According to Alphonse’s witness statement, it was just a few days after their first meeting that Oscar asked Alphonse to join him on the parade at about nine o’clock one evening. They walked out of the town towards Lancing, along what at that time was a quiet road between fields and the sea. Oscar kissed Alphonse, put his hand inside the boy’s trousers, and masturbated him until he ‘spent’. However he did not ask Alphonse to ‘do anything’. The event was repeated a night or two later. Alphonse also says in his statement that he had dinner at the Haven on two or three occasions and that after the meal Oscar would take him to his bedroom, where they would undress and get into bed.[12] This, of course, was in the second half of September, after Constance and the children returned to London.
In the ‘storm letter’ of 10 September, Wilde brings Bosie, back in London at that point, up to date with the boys’ doings. Percy, whose sea-side holiday had presumably ended, had left Worthing. Alphonse was ‘still in favour’ and remained his ‘only companion, along with Stephen’. Oscar reported that Alphonse always referred to Bosie as ‘the Lord’ – he would observe, for example, that ‘Percy was the Lord’s favourite’.
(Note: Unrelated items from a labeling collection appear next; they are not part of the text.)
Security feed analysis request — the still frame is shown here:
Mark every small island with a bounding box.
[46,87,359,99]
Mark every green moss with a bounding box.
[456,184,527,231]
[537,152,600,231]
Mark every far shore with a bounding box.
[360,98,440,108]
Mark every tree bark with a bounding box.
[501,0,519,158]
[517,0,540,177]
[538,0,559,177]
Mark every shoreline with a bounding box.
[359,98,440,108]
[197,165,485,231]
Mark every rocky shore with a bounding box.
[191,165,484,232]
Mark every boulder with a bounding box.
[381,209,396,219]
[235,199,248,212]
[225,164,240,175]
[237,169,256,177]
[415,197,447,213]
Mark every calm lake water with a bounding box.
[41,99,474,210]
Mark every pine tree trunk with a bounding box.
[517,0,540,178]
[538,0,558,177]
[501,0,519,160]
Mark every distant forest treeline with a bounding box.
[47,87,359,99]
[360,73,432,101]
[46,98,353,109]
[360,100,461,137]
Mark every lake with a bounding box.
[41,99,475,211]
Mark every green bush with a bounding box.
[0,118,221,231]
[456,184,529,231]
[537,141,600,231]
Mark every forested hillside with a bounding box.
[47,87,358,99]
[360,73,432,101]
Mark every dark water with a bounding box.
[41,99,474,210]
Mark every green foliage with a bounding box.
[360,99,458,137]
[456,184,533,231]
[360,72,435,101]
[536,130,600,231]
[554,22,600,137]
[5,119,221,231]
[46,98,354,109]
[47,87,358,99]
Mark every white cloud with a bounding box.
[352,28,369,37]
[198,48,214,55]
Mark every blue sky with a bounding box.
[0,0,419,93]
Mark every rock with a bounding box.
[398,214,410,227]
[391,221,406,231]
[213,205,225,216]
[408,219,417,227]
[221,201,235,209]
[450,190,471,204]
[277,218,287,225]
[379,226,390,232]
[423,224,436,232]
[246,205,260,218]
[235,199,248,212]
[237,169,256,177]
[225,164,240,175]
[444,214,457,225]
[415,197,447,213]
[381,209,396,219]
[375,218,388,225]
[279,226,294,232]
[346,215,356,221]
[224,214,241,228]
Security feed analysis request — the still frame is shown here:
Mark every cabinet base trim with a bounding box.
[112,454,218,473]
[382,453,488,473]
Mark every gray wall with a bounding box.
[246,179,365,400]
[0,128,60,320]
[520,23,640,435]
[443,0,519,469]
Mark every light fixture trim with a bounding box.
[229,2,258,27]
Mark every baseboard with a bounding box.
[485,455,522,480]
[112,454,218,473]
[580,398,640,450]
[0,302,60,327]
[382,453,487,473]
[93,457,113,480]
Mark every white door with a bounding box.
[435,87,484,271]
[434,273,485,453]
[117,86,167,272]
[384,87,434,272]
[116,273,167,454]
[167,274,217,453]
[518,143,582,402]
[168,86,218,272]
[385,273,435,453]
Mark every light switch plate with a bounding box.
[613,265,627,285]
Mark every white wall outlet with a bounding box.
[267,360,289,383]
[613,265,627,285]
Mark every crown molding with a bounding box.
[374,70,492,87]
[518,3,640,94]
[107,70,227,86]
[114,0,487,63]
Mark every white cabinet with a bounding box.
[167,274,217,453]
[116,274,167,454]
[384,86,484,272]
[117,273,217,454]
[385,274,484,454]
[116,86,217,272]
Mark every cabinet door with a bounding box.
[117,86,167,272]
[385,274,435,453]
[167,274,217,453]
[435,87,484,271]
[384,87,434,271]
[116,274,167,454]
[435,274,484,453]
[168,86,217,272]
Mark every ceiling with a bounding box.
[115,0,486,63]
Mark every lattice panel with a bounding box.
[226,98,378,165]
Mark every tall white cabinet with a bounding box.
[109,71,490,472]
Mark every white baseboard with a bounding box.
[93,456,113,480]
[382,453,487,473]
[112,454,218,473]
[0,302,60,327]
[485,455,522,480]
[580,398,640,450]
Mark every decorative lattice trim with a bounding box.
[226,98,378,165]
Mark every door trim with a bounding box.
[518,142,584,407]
In this letter Oscar describes a boat-trip that had taken place the previous day, a Sunday. He, Alphonse and Stephen sailed the seven or so miles to Littlehampton in the morning, bathing on the way, but then got caught in a severe gale, and it took them five hours to get back, reaching Worthing pier only at eleven o’clock at night. Wilde calls this as ‘a dangerous adventure’ and says that all the fishermen were waiting for them at the pier. After they returned, they went to ‘the hotel’ – this was probably again the Marine – where the proprietor had to give rather than sell them brandy because it was past ten o’clock on a Sunday night. Wilde reported that the absurdity of English licensing laws had, no doubt with encouragement from himself, turned Alphonse and Stephen into anarchists.
8. The complete Queensberry trial transcript is printed in Merlin Holland, Irish Peacock & Scarlet Marquess: The Real Trial of Oscar Wilde (Fourth Estate, 2003). A painstakingly compiled but incomplete and unreliable version of the libel trial (and the two criminal trials) appeared ninety years earlier in Anon [Christopher Millard], Oscar Wilde: Three Times Tried (Ferrestone Press, 1912). This was the basis for the version in Hyde, Trials of Oscar Wilde.
9. Alphonse Conway’s witness statement is quoted from in Neil McKenna, The Secret Life of Oscar Wilde (Century, 2003), pp. 298-9.
10. McKenna, The Secret Life of Oscar Wilde, p. 297. McKenna and Holland have had access to the witness statements, but they are not available for general inspection. In the statement the word ‘about’ is used to qualify the date (private information from Neil McKenna).
11. Under cross-questioning by Edward Carson during the Queensberry trial, Wilde referred to the second boy who helped with the boats on the first day only as ‘a younger boy in flannels’. McKenna refers to Stephen as the boy who was with Alphonse on the first day and at the Marine Hotel on the second (The Secret Life of Oscar Wilde, pp. 297-8), so presumably Alphonse’s witness statement makes clear that Stephen and not Percy was the younger boy in flannels.
12. Information from Conway’s witness statement, McKenna, The Secret Life of Oscar Wilde, p. 298.